Mahallenin orta yerindeki kahvehane bugünlerde pek dolu. Mahallede yaşayanların çoğu mevsimlik tarım işçisi olarak mayıs sonunda Adana'ya sonra Reyhan'a gitmiş. Reyhan'dan sonra sırada Ankara Polatlı var. Soğan topluyorlar. Buradakilerin deyimiyle 'soğana gitmişler.' Dönüşte bu bölgede narenciye toplayacaklar. Mahallenin yarıdan fazlası 'dışarıda'. Kalanlar ise hep bir arada. Kahvehanenin önünde. İçinde. Günlerdir gece yarılarına kadar birlikte oturuluyor, sonra sırayla nöbet tutuluyor.

Son polis noktası çok aşağıda kaldı. 'Yabancı' yok. Bir nevi gettodayız. Kahvehanenin hemen yanındaki internet kafede onlarca çocuğun arasında izlenim yazıyoruz. Pek kolay değil. Üstelik 'Sino ağbi gilde' yemek hazır. Bizi bekliyor. Yarın daha zengin izlenimler için söz. Üstelik bu akşam nöbeti bile izleyeceğiz.


Bayrağa dokunan yok!

Dörtyol'da linç girişiminden önce Kürtlerle Türkler selamlaşma, birbirlerinden alışveriş yapma gibi konularda bir sorun yaşamamışlar bugüne kadar ama yine de ayrı kahvehanelerde oturuyorlarmış. Yan yana olan bu beş kahve 'o gece' tarumar edilmiş. Kahvehanelerin tam yanında küçük bir dükkanda Türkiye Kuvayi Milliye Mücahitler Derneği Dört Yol Şubesi bulunuyor. Kuvayi Milliye derneklerinin politik yaklaşımı belli. Ama bu dernek yıllarca orada Kürtlerin arasında güvenle faaliyet yürütmüş. Bu kahvelerde her gün ortalama dört yüz, beş yüz kişi oturuyormuş. Şimdi yine yanmış kırılmış sandalyelerin üzerinde oturup sohbet ediyor Kürtler. Türkiye Kuvayi Milliye Mücahitler Derneği de, üzerindeki bayrak da yerli yerinde duruyor. 'Bölücü' Kürtler de bayrağa dokunmuyor!
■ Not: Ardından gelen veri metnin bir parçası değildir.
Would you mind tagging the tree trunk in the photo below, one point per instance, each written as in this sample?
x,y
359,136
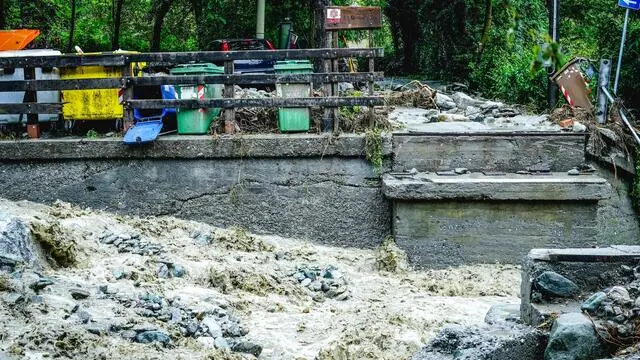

En çok BDP binası zarar görmüş

Emniyet'in verdiği resmi listeye göre, 40 mekan tahrip edilmiş. Kürtlere ait 26 işyeri ve bir ÖDP'linin işyeri bilerek, tespit edilerek yakılmış, yıkılmış. Diğerleri yakılan yıkılan yerlere yakın olduğu için tahrip olmuş. 7 kıraathane, 5 telefoncu, 2 fırın, 2 kuyumcu, 3 kasap, 2 taksi durağı, 1 seyyar tezgah, 1 küçük market, 3 lokanta çalışamaz durumda. BDP binası tamamen yanmış, EMEP ve ÖDP binası tahrip edilmiş.